Lately, I’ve been thinking through an oft-discussed scenario involving MySpace… one that I have good reason to believe is now highly likely in 2007. What if MySpace suddenly decided to put up tollbooths and all the players within the MySpace third-party ecosystem had to start paying the mothership access fees?
Without doubt, a strategic shift in policy by MySpace along such lines could cause significant ripples, if not outright panic, among many of those vested in the MySpace economy.
While I can’t reveal the “deep throat” reasons for my speculation, let’s discuss some of the more publicly-known factors that could influence such of move:
- With the departure of Ross Levinsohn as the President of Fox Interactive Media (“FIM”), the MySpace economy lost its best internal corporate champion and defender of the Web 2.0 “open & share” ethos. While the cofounders of MySpace, Tom Anderson and Chris DeWolfe, are also net-savvy and remain ostensibly in charge of the social network, they are no match when squaring off against Peter Chernin (COO of News Corp) and Peter Levinsohn (the new head of FIM). The loss of Ross was a tremendous setback to FIM, and it looks like the pain will be felt by hundreds of entrepreneurs as well.
- Unconcerned by the virtues of operating under Web 2.0 principles, the aforementioned two Peters of the old media guard live by a different ethos: money and control. And as MySpace continues its quest for improved monetization, their objective to deliver a “clean” environment to major advertisers is increasingly aligning with their vigilant efforts to improve safety & security.
- Given such internal momentum, Chief Security Officer Hemanshu Nigam has identified its existing level of openness to its third-party ecosystem as the number one threat to its unifying objectives.The problem here, of course, is the everlasting delicate balance between openness and control.

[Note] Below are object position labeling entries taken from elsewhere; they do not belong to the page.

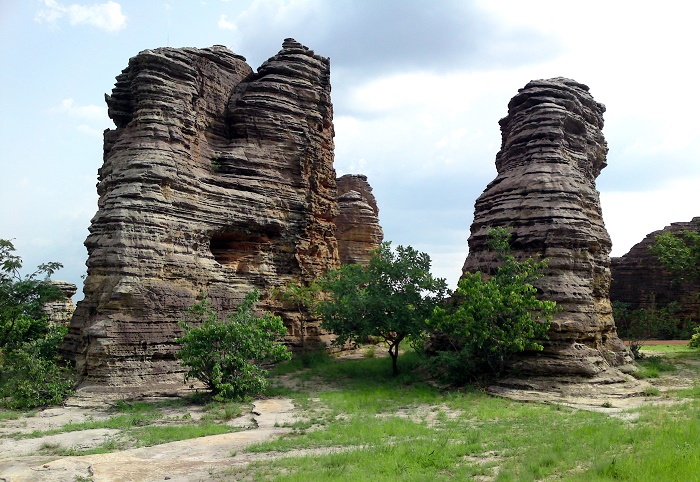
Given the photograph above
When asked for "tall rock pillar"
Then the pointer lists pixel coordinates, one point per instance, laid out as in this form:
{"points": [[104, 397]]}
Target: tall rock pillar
{"points": [[216, 180], [552, 151]]}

The question is, which is the optimal path to continued growth and sustained profitability? In my view, it would be very premature and self-destructive for MySpace to close up now as social networking monetization schemes are in their infancy and the major innovations are yet to come. Put another way, while extracting rents from its third-party ecosystem may prove financially beneficial in the short term, such a strategic shift may sow the seeds of its destruction in the long run.
- As I’m told, one of the key drivers for MySpace to start charging their ecosystem has to do with YouTube. Specifically, FIM wants to monetize all those YouTube videos that are embedded within MySpace pages. Now that YouTube is owned by Google, internal forecasts are estimating that MySpace can add as much as an additional $500 million in revenues to the existing agreement they have with Google (which is guaranteed at $900 million of revenues over 15 quarters). That’s a lot of cash, and who can blame them for wanting to secure that income stream? But if MySpace starts charging YouTube, do they have to set up tollbooths for everyone else? They’re pounding their heads against the wall on this one.These are vexing issues and I empathize with the management of FIM and MySpace.
- And let’s be clear, erecting tollbooths is not the same as closing up behind walls. It’s a monetization strategy that could conceivably add much to the bottom line — something Murdoch insists of all his companies. At the end of the day, there’s only one thing that we can be certain of: the current relationship between MySpace and YouTube will not continue as is. MySpace will either move to monetize the relationship, or it will cut YouTube off. In either case, it will set a new policy for the third-party ecosystem.